I used dnsperf to measure the time it takes to respond to 1000 DNS requests: ~0.5sec. While doing the load tests the cluster leaders cpu was saturated. This is without setting any of the DNS configuration options. I wondered how the DNS interface works at all and where the number came from and started looking into DNS related configuration options.

Configuration option: allow_stale

The configuration option allow_stale is set to false by default. Setting it to true allows not only the leader to respond to DNS queries but also other servers. Every query is still going to be sent to one of the servers, but now it doesn’t have to be the leader. When I repeated my load test with that option turned on, I was expecting that every server got its share of requests to answer and thus the 1000 requests were answered faster. The actual result was that only one randomly selected server was used and the time was the same.

This happens because the connection to one of the servers is cached for 30 seconds. With the current code you might end up doing your requests only ever to the same server. I played around a bit with enabling connections to all the servers but it didn’t end up speeding things up significantly. Which is why I did not continue to work on it.
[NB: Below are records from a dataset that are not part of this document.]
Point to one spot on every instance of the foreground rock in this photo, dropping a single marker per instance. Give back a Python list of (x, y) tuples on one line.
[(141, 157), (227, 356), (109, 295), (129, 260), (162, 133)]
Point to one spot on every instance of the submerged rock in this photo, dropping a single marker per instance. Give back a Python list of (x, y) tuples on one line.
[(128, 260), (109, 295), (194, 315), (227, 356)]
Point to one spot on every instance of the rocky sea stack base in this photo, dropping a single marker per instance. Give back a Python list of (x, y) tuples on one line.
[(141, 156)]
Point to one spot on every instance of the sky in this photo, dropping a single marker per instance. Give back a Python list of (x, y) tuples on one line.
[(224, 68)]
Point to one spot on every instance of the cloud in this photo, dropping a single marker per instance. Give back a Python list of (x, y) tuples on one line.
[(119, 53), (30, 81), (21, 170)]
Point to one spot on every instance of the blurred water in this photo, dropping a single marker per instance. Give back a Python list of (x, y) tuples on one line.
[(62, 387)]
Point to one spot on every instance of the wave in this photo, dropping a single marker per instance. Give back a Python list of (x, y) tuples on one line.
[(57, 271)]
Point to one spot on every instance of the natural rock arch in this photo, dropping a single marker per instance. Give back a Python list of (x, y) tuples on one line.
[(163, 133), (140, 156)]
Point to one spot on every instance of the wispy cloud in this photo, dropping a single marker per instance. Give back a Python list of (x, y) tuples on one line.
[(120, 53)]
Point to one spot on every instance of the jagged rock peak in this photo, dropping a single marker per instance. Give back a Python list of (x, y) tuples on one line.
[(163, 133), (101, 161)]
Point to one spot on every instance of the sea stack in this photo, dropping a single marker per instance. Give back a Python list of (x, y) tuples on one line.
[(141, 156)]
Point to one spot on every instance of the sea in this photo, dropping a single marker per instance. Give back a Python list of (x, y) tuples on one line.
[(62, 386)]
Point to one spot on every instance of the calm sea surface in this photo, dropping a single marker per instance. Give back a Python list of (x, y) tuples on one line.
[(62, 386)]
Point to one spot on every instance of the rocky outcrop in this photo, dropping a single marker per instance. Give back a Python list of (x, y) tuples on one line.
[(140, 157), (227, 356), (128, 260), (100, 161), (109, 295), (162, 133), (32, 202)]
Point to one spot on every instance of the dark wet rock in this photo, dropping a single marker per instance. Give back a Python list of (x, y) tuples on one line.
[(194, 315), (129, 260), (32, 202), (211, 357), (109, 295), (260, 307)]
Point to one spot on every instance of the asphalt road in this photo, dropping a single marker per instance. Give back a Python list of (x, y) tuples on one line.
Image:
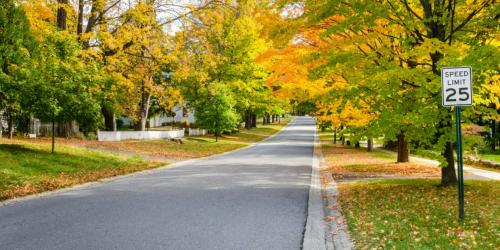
[(255, 198)]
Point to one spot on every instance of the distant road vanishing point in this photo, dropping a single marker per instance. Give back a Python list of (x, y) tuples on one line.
[(254, 198)]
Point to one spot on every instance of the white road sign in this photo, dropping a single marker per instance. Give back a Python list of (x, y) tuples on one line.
[(456, 86)]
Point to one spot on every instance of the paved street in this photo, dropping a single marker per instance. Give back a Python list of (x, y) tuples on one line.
[(255, 198)]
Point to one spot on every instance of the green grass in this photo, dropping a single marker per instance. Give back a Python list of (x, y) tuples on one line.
[(192, 147), (490, 157), (418, 214), (28, 168)]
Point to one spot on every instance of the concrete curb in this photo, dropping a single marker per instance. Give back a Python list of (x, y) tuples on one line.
[(338, 233), (314, 236), (144, 172)]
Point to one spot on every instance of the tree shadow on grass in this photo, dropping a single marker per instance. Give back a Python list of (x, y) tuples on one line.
[(40, 160)]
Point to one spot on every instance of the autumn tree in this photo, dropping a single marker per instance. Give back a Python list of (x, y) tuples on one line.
[(221, 44), (408, 41)]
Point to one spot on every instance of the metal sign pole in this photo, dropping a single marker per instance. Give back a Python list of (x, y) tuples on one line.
[(461, 213)]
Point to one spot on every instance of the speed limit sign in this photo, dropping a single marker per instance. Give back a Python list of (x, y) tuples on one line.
[(457, 86)]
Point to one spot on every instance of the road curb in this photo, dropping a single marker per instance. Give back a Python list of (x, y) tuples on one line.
[(338, 234), (315, 233), (139, 173)]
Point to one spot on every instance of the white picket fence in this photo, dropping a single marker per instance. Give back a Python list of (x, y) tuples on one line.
[(138, 135), (197, 132)]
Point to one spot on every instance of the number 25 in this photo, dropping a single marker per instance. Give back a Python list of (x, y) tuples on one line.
[(463, 95)]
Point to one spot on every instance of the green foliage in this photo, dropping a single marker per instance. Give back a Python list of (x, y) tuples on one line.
[(61, 84), (17, 47), (215, 110)]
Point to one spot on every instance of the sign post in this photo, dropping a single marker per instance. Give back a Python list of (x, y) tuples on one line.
[(457, 91)]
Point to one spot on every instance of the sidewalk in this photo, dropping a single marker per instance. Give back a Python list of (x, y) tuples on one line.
[(475, 171)]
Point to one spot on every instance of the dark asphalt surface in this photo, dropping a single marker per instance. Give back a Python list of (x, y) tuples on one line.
[(255, 198)]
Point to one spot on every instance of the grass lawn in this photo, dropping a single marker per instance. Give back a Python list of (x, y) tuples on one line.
[(417, 214), (192, 147), (404, 208), (490, 157), (347, 163), (27, 168)]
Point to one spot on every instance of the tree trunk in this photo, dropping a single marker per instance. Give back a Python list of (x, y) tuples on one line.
[(448, 175), (493, 134), (369, 147), (79, 28), (53, 132), (10, 124), (248, 120), (61, 15), (109, 119), (143, 110), (335, 136), (403, 154)]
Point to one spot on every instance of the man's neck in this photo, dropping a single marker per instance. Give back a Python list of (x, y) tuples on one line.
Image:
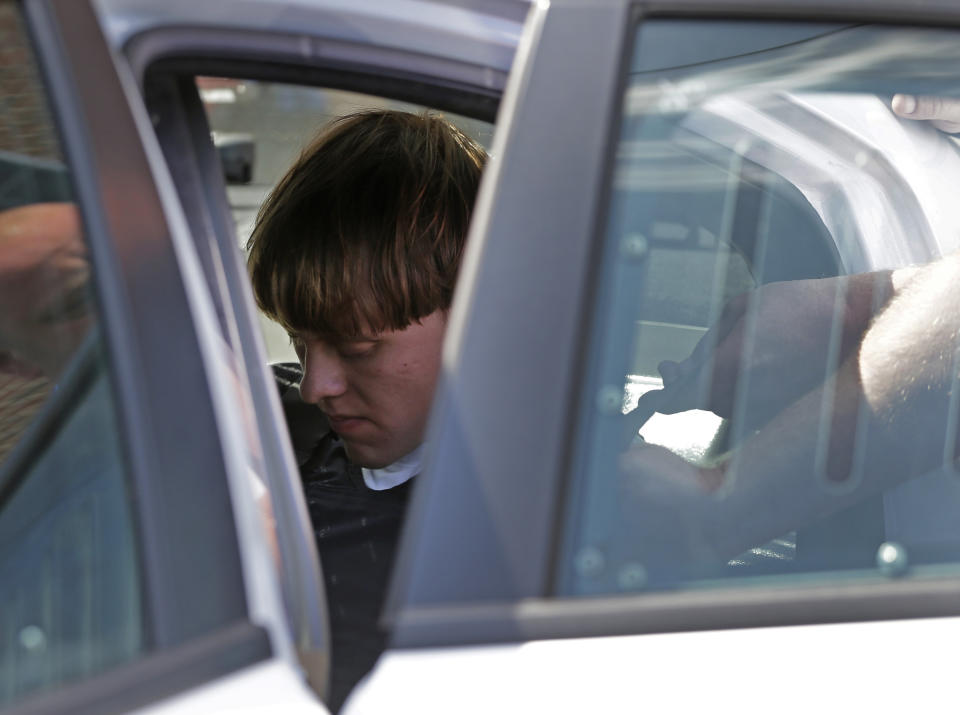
[(394, 474)]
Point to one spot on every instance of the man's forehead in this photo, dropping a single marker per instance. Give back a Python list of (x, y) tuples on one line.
[(335, 338)]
Configuration option: *_ttl

Lets have a look at service_ttl. The default is 0 but it can be set to e.g. 5s. The result is that the TTL is changed. It has no impact on how Consul does DNS queries whatsoever. It does not cache anything based on that value. Consul leaves that to other tools like dnsmasq(does not cache results from non recursive name servers) or bind.

Using the TTL to cache DNS results works as expected. Unfortunately it literally caches the result. If you have ten servers for a service, your first real DNS request returns three of them. Every subsequent request return the exact same three servers for the duration of your TTL. Consul clients have the full list though and if they would be taking care of the caching themself they could use their cached result to return more than three servers. Thats only theory though.

Conclusion

I hope I shed some light on Consuls DNS interface! It certainly helped me a lot to dig into it. For our reverse proxy kind of project I decided to use consul-template instead. I want to thank Torsten for his great feedback on this post! Thanks for reading.